Crónica de Alexandre Honrado
Nos tempos em que usávamos máscara
Escrevi este texto andávamos todos de máscara e essa realidade sublime e violenta parece-me agora distante, mesmo que de quando em vê a tenha de colocar no rosto para esta ou aquela função. Decido revisitar o texto – e esses longos meses de tensão e violência. Cito-me, apenas em parte, mas creio que perceberão porque o faço mesmo assim. O texto completo foi publicado no livro PERSONNA PANDÉMICA
Investigação sobre a noção de identidade no pós Covid-19.

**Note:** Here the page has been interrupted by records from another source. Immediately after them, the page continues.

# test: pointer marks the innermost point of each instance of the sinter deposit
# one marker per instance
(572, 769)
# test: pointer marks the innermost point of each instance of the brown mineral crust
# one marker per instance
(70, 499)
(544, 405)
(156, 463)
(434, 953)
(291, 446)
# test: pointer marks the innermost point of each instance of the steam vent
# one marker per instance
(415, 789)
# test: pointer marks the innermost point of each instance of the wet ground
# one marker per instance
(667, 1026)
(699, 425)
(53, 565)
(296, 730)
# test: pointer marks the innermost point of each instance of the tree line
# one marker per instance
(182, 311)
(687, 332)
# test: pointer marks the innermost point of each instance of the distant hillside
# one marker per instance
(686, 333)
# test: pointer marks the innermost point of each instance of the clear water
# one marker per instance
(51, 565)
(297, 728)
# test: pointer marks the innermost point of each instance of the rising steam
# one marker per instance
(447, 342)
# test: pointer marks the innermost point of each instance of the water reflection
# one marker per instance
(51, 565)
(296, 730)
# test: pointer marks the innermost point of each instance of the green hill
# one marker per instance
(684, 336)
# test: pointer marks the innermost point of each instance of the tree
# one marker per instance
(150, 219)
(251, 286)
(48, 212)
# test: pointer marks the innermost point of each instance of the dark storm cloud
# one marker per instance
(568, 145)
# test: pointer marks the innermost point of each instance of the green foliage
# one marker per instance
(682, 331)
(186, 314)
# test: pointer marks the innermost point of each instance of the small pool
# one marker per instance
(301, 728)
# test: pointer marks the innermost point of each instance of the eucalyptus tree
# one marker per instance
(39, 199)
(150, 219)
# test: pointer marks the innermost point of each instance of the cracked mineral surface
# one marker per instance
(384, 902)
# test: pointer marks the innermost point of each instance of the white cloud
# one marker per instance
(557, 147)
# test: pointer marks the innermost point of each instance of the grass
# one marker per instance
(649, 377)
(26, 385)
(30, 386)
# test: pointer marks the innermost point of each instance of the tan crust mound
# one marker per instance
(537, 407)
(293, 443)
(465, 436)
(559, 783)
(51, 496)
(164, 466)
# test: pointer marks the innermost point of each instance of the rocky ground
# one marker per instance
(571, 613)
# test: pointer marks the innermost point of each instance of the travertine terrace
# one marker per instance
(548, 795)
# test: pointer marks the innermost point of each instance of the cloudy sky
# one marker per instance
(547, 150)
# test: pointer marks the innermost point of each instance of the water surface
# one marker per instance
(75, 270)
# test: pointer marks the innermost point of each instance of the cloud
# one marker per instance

A máscara desumaniza – e como dizia Voltaire, “a desumanidade é o pior de todos os vícios”. Talvez por isso tenhamos começado a decorar as nossas máscaras, a personalizá-las, a usá-las como peça de vestuário e elemento de moda, quase equipável ao equipamento de design que nos atrai – mais florida, mais escura, mais extravagante, mais discreta, mais descartável, mais ecológica. Fazendo da própria máscara uma mensagem. Se a nova ameaça é a de que o étnico assassine o ético, que o preconceito tenha mais forca que os conceitos (os conceitos da defesa do humano), o risco de uma Humanidade mascarada pode conduzir à impunidade que releva dos princípios da distância (sem proximidade não somos no outro) e da indiferença (somos diferentes enquanto seres não mascarados ou uniformizados numa identidade simbólica que parece limitar-se a um retângulo de pano salvador, mas que perde a sua aura messiânica quando analisado culturalmente). É claro que os super-heróis (criados por um certo imaginário, com bases e intenções culturais bem definidos) usam, quase todos, uma máscara. São enganosos. Transformam-se diante dos outros naquilo que os outros veem neles – e nunca no que são. o careto
de Lazarim só ganha coragem por ter uma máscara que o esconde, o chocalheiro da Bemposta ganha os mesmos atributos, os malandros de Podence ou de Cigarróns, são dotados de uma magia que só́ a máscara lhes confere. Nada diferente do que se passa com a luta livre mexicana, e os seus mascarados, ou os falsos lutadores de wrestling. Estão protegidos – mas não como cada um de nós, desvalorizando identidades com um recurso de emergência. Há ainda outras máscaras que nos protegem como a do dentista, do cirurgião, do enfermeiro da unidade de cuidados intensivos, a do fumigador de insetos ou do funcionário da desratização, o britador de pedra, o comunitário cortador de relva, a do soldado que se protege do gás e de outros inimigos em cenário de guerra – ou que identificam valores culturais, como as burkas. Vivemos uma era de afunilamento, de frivolidade dos valores, de retorno aos pequenos egoísmos de grupo em detrimento de grandes causas comuns para a salvação da nossa casa comum. nem a urgência do uso da máscara para a sobrevivência é consensual, muito menos unânime. o egoísmo individual – uso o que quero, eu é que sei o tamanho da minha opção – invade, como em tantos outros casos, a liberdade do outro. Paradoxalmente, enfiamos capuzes, desligamos as câmaras do zoom, procuramos outras máscaras, talvez porque a nossa exposição seja sempre violação (nossa, do que somos, e dos outros).